Quali sono i requisiti di ingresso per il riconoscimento delle qualifiche professionali?

La circolare congiunta Lavoro/Interno del 28 marzo 2024 ha definito un percorso specifico per il riconoscimento delle qualifiche professionali conseguite all’estero. Tra i requisiti di ingresso nel nostro Paese, è stato introdotto il possesso di:

  • titoli di istruzione superiore di livello terziario di durata almeno triennale o una qualifica professionale di livello post-secondario di durata almeno triennale o corrispondente al livello 6 del Quadro nazionale delle qualificazioni
  • requisiti previsti dal D.lgs. 206/2007 relativi al riconoscimento delle qualifiche professionali per l’accesso alle professioni regolamentate
  • una qualifica professionale superiore attestata da almeno 5 anni di esperienza di livello paragonabile ai titoli di istruzione superiori di livello terziario pertinenti alla professione o al settore specificato nel contratto di lavoro o nell’offerta vincolante
  • una qualifica professionale superiore attestata da almeno 3 anni di esperienza professionale pertinente acquisita nei 7 anni precedenti la presentazione della domanda per i dirigenti e specialisti nel settore delle tecnologie dell’informazione e della comunicazione”.

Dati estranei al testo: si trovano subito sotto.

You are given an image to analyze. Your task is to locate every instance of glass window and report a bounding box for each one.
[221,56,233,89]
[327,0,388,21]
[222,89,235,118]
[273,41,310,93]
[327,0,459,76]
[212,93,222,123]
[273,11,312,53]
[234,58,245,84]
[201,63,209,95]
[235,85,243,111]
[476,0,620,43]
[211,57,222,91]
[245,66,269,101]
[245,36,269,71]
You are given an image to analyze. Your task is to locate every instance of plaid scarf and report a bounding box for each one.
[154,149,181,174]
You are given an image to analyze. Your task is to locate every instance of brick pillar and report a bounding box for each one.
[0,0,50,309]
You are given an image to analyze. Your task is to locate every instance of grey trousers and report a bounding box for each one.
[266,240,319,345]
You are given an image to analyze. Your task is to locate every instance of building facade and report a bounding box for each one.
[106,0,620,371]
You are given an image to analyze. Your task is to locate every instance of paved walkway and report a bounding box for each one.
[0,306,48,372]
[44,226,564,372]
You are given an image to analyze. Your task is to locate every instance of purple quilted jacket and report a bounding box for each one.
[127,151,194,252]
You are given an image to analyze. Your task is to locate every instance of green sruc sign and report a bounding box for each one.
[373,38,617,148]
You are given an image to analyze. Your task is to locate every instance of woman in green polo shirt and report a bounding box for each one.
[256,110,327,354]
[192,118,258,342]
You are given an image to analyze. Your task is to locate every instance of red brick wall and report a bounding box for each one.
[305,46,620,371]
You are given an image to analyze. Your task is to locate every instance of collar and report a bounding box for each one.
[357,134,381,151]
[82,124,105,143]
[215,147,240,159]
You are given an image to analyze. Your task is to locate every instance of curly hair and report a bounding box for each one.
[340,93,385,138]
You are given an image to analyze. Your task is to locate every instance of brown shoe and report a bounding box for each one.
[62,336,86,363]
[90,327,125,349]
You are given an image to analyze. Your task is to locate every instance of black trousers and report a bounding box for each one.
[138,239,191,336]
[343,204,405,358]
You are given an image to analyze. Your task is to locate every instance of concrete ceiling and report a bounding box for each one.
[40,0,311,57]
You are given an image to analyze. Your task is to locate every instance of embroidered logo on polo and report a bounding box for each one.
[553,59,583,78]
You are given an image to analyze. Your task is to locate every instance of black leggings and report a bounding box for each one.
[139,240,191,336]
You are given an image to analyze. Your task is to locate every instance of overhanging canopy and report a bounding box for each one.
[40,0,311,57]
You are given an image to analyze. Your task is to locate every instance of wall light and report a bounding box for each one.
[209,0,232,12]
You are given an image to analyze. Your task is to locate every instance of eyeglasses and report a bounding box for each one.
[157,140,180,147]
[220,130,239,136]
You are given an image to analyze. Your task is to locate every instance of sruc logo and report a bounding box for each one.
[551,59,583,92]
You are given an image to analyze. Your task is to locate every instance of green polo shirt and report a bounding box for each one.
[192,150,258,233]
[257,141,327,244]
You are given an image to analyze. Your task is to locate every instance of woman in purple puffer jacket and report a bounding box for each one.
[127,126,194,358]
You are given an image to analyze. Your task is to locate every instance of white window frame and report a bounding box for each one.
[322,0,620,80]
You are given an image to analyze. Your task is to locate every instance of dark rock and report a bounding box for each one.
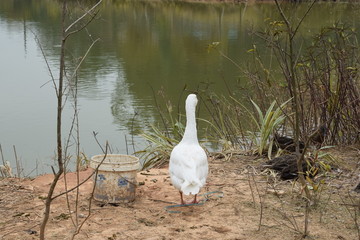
[264,154,309,180]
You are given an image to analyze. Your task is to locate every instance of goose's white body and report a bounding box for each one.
[169,94,208,202]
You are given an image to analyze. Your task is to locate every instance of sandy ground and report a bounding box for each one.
[0,148,360,240]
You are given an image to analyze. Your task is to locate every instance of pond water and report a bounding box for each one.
[0,0,360,175]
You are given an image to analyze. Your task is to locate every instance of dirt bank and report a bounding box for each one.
[0,145,360,240]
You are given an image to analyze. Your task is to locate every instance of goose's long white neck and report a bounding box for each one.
[181,96,199,144]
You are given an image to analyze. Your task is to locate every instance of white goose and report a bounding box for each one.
[169,94,208,204]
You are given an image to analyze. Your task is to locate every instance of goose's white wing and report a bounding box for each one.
[169,143,208,195]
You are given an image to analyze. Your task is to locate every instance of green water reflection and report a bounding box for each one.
[0,0,360,172]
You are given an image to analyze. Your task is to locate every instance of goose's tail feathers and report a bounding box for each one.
[181,180,202,195]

Possiamo entrare nel dettaglio di cosa dice l’articolo 27 del testo unico sull’immigrazione?

L’articolo 27 del Testo Unico Immigrazione descrive le ipotesi di ingresso al di fuori delle quote/flussi, introducendo i nuovi requisiti di “qualifica professionale” per colmare il gap di competenze richieste dal mercato del lavoro italiano. L’effetto pratico di questa norma permette di selezionare all’estero personale tecnico specializzato, anche senza laurea, per il quale prima non era possibile richiedere la Carta Blu UE.

Per il riconoscimento della qualifica professionale superiore attestata dall’esperienza professionale, ai sensi del comma 1 dell’art. 27-quater, deve essere presentata una dichiarazione del datore di lavoro richiedente la Carta Blu UE, corredata dai seguenti documenti: contratti di lavoro e/o buste paga – che dimostrino il settore di attività in cui il lavoratore è stato impiegato e la durata dell’esperienza professionale di almeno 5 anni nel settore per cui si presenta la domanda di Carta Blu UE, oppure di 3 anni nei 7 anni precedenti per il settore delle tecnologie dell’informazione e della comunicazione – e lettera di esperienza redatta dal datore di lavoro straniero, che tuttavia è facoltativa.

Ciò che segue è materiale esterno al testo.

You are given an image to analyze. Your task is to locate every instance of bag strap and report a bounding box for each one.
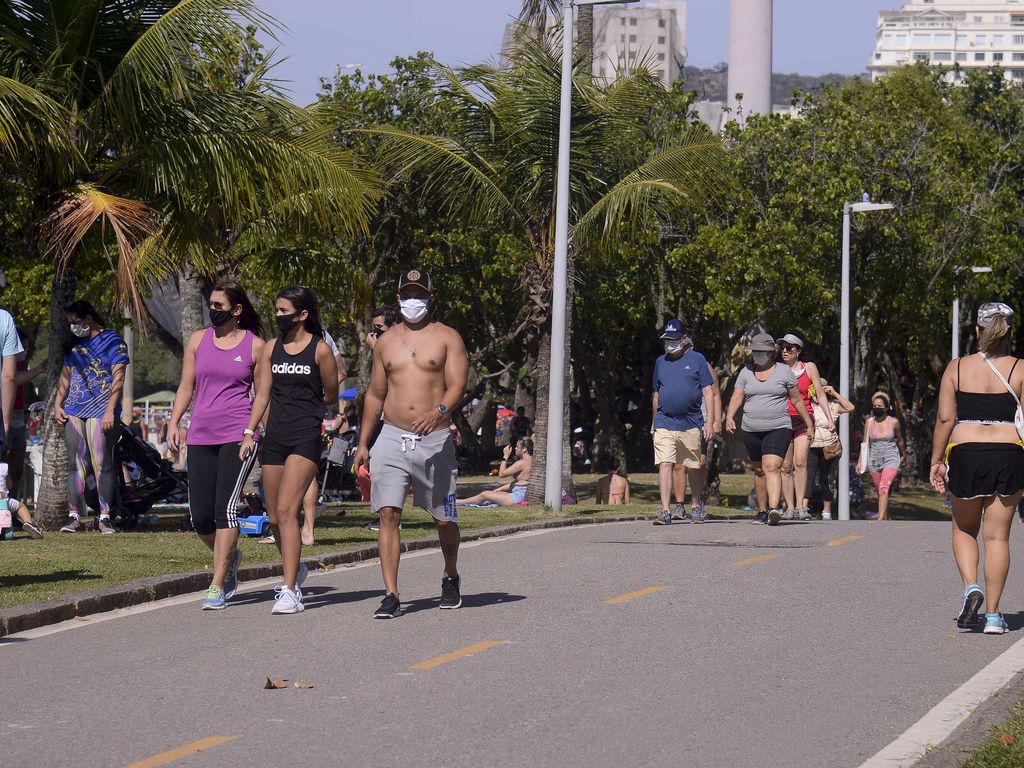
[981,353,1021,408]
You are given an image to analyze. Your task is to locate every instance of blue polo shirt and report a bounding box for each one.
[654,349,715,432]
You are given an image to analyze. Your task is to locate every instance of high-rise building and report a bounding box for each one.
[594,0,686,86]
[503,0,686,87]
[867,0,1024,81]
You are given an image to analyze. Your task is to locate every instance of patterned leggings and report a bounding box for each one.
[65,416,121,514]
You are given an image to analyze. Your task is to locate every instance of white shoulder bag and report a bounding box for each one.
[981,354,1024,442]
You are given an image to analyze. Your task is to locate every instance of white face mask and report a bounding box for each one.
[398,299,430,323]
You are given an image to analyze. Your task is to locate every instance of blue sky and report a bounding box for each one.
[258,0,901,103]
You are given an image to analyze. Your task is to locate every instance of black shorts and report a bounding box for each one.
[739,427,793,462]
[946,442,1024,499]
[260,433,324,467]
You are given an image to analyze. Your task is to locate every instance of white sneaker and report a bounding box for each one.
[270,587,306,613]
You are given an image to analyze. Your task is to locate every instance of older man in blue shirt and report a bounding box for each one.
[651,319,715,525]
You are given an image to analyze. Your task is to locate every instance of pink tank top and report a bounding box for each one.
[187,328,256,445]
[788,366,814,416]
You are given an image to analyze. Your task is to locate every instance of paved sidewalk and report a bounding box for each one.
[0,522,1024,768]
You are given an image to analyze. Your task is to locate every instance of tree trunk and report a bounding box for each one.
[178,269,211,344]
[577,5,594,75]
[35,264,76,530]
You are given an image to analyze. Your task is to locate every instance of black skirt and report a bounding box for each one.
[946,442,1024,499]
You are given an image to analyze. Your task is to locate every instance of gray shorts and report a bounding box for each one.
[370,424,459,520]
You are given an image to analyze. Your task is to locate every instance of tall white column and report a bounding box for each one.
[728,0,772,121]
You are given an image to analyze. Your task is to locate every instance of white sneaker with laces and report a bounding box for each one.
[270,587,305,613]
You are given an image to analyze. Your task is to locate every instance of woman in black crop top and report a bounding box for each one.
[242,286,338,613]
[931,302,1024,635]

Ci illustra i vantaggi della nuova normativa per il reperimento di talenti internazionali?

“Il decreto 152/2023, combinato con la circolare del 28 marzo 2024, offre quindi un’opportunità significativa per le aziende italiane di ampliare il loro bacino di reclutamento a livello globale, permettendo di acquisire talenti tecnico-operativi qualificati in modo più flessibile e continuo. Questo rappresenta un valore aggiunto per il core business delle aziende, poiché permette di rispondere in modo più efficace alle esigenze di sviluppo organizzativo e produttivo, migliorando la competitività nel mercato.

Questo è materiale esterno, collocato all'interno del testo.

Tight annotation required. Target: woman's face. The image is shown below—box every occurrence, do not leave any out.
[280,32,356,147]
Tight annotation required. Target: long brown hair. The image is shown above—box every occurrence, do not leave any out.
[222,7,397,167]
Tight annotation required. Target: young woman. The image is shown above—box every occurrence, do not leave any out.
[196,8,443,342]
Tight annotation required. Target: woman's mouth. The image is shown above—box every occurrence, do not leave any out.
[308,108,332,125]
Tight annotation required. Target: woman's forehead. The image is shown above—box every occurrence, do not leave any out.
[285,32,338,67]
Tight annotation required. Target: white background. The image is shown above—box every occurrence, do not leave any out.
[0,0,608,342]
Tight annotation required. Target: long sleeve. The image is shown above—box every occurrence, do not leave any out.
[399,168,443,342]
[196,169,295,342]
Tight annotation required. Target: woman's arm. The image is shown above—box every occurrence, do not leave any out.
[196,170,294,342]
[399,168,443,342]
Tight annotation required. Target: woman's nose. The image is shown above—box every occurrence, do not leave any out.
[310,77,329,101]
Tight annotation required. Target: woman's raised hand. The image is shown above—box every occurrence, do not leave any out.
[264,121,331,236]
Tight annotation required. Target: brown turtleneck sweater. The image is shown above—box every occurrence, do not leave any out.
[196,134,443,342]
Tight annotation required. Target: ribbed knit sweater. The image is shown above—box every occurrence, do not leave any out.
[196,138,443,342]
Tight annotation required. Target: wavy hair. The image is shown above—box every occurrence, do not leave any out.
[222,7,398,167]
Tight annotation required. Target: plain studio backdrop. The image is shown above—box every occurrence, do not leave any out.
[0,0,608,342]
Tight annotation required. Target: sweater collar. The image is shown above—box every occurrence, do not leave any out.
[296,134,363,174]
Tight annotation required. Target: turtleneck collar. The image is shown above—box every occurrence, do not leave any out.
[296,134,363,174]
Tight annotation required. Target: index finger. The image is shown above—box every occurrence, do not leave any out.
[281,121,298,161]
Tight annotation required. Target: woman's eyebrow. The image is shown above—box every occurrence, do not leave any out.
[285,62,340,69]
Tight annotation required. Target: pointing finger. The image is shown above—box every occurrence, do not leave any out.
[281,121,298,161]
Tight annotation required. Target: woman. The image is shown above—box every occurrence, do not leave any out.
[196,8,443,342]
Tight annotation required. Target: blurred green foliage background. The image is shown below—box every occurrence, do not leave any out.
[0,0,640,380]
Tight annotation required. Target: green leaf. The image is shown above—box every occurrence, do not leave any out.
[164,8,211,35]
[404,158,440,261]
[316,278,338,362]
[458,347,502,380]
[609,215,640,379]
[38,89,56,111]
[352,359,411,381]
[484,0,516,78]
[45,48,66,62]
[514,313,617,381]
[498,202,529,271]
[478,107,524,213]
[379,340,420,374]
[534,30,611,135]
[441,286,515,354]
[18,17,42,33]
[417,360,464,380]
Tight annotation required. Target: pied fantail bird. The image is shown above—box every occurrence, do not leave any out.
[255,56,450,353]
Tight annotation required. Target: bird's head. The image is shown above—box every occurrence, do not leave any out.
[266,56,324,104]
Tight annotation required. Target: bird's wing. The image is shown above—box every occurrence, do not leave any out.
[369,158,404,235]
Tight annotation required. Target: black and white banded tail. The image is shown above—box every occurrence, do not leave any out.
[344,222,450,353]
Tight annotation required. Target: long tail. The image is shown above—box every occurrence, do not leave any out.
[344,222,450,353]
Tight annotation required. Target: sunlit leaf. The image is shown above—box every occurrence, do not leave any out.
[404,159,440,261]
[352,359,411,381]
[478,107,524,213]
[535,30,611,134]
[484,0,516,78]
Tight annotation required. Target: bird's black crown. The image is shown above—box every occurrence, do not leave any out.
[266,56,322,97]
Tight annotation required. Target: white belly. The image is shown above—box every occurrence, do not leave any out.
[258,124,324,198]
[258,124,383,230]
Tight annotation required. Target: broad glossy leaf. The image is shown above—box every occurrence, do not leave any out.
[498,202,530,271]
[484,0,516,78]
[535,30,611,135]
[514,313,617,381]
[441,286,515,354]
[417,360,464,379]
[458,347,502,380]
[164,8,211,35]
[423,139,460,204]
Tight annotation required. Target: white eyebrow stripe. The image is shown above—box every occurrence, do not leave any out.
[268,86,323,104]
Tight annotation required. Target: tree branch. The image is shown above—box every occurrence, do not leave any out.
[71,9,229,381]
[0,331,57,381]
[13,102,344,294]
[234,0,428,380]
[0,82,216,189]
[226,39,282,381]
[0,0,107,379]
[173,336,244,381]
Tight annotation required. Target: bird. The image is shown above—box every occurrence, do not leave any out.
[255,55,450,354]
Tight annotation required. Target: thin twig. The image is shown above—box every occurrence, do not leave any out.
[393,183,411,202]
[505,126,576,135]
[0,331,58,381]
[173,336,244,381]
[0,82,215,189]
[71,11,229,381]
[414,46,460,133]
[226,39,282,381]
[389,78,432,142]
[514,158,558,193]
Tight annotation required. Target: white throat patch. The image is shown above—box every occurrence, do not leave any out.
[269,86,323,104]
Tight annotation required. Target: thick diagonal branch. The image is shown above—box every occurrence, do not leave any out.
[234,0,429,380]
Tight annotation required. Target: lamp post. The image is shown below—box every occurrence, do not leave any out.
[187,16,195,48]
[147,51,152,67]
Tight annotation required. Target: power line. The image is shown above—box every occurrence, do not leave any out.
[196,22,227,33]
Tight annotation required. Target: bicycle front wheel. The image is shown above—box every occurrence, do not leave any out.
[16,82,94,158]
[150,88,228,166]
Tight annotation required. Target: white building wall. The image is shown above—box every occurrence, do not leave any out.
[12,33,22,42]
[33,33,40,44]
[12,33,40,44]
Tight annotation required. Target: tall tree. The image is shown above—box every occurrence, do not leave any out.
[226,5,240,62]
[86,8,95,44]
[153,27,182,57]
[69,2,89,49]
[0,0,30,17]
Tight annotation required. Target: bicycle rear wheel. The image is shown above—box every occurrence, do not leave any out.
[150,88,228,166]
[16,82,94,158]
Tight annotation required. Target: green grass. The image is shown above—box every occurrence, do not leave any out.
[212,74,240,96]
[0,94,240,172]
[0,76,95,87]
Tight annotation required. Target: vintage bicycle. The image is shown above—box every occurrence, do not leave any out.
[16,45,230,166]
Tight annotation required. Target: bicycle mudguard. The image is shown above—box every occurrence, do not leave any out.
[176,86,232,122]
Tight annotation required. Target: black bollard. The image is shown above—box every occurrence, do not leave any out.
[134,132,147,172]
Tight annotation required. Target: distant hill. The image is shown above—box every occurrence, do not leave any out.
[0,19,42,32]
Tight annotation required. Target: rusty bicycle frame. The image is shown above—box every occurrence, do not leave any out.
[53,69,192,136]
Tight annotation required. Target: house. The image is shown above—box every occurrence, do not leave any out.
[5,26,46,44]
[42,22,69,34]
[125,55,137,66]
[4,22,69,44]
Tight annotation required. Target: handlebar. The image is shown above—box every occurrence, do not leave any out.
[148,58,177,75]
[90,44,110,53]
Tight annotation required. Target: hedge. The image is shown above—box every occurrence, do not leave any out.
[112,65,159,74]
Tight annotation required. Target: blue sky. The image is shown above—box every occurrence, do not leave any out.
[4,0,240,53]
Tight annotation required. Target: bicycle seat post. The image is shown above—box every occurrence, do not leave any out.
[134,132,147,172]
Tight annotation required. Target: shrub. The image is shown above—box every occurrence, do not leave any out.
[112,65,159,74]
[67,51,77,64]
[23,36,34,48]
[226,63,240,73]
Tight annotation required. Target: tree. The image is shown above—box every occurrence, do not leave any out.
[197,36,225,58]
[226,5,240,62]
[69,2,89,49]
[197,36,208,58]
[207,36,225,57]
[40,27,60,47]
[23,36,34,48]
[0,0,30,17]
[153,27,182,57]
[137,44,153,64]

In sintesi, la nuova normativa offre una risposta concreta al problema del mismatch nel settore delle professioni tecniche specializzate, consentendo alle aziende di superare le difficoltà di reperimento di personale qualificato, ampliando i confini di selezione oltre quelli dell’Unione Europea.

Questo cambiamento normativo non solo facilita l’ingresso di lavoratori stranieri altamente qualificati ma sostiene anche il riconoscimento delle loro competenze, contribuendo così a colmare il gap di competenze nel mercato del lavoro italiano” conclude Benigni.